Otoyollarımızda şerit disiplininin
olmaması ve otomobillerin makaslama yapması nedeniyle bugün yollarımızda az
sayıdaki 2016 model ve üstü
şehirlerarası otobüslerin AEBS’ si
sürücü hatası olmaksızın devreye girmekte, emniyet kemeri takmamış sürücü ve
yolcuların koltuktan fırlamalarına neden olmakta ve bundan dolayı da iptal
edilmektedir. Almanya 30 km / h’ nin
üzerinde bu iptali engellemek için Trafik Kanununda (StVO) değişiklik yapmayı tartışmaktadır. Bizde de bu yapılmalıdır.

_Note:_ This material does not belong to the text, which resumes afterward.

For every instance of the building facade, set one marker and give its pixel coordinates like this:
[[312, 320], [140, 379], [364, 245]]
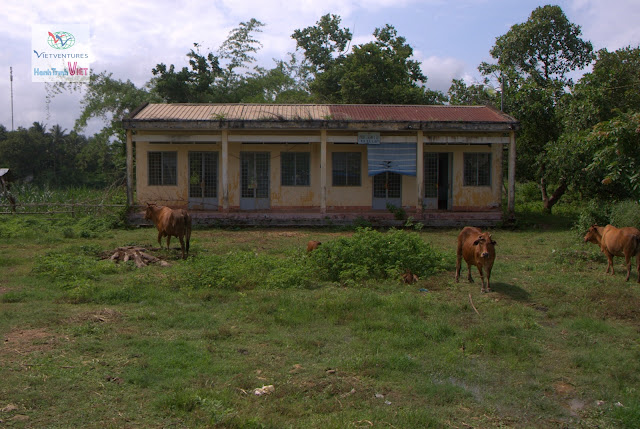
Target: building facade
[[321, 160]]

ARKADAN ARAÇ GİRİŞİNE KARŞI KORUMA – AAGKK (RUPD):
Teknik mevzuatta "Arkadan Araç
Girişine Karşı Koruma" (AAGKK)
diye adlandırılan, bazen “Arka Koruma” veya sanayide
"Arka
Tampon" denilen İngilizce adı RUPD (Rear Underrun Protection Device) ECE R 58. 2
teknik mevzuatına göre belli noktalara uygulanacak kuvvetler altında en çok 400 mm ezilecek şekilde tasarlanmakta
ve test edilmektedir.
56 km / h hız ile olacak bir arkadan çarpışmada
yaklaşık 100 kN (10t) bir kuvvet
oluştuğu hesaplanmış ve ölçülmüştür. ECE
R 58. 2 mevzuatına göre hazırlanan düzenek ile testin de bu şartlarda yapılması
istenmiştir. Bu hızdaki bir çarpışma sırasında çarpan otomobildeki yolcuların
germeli emniyet kemeri ve hava yastıkları ile korunacağı varsayılmıştır.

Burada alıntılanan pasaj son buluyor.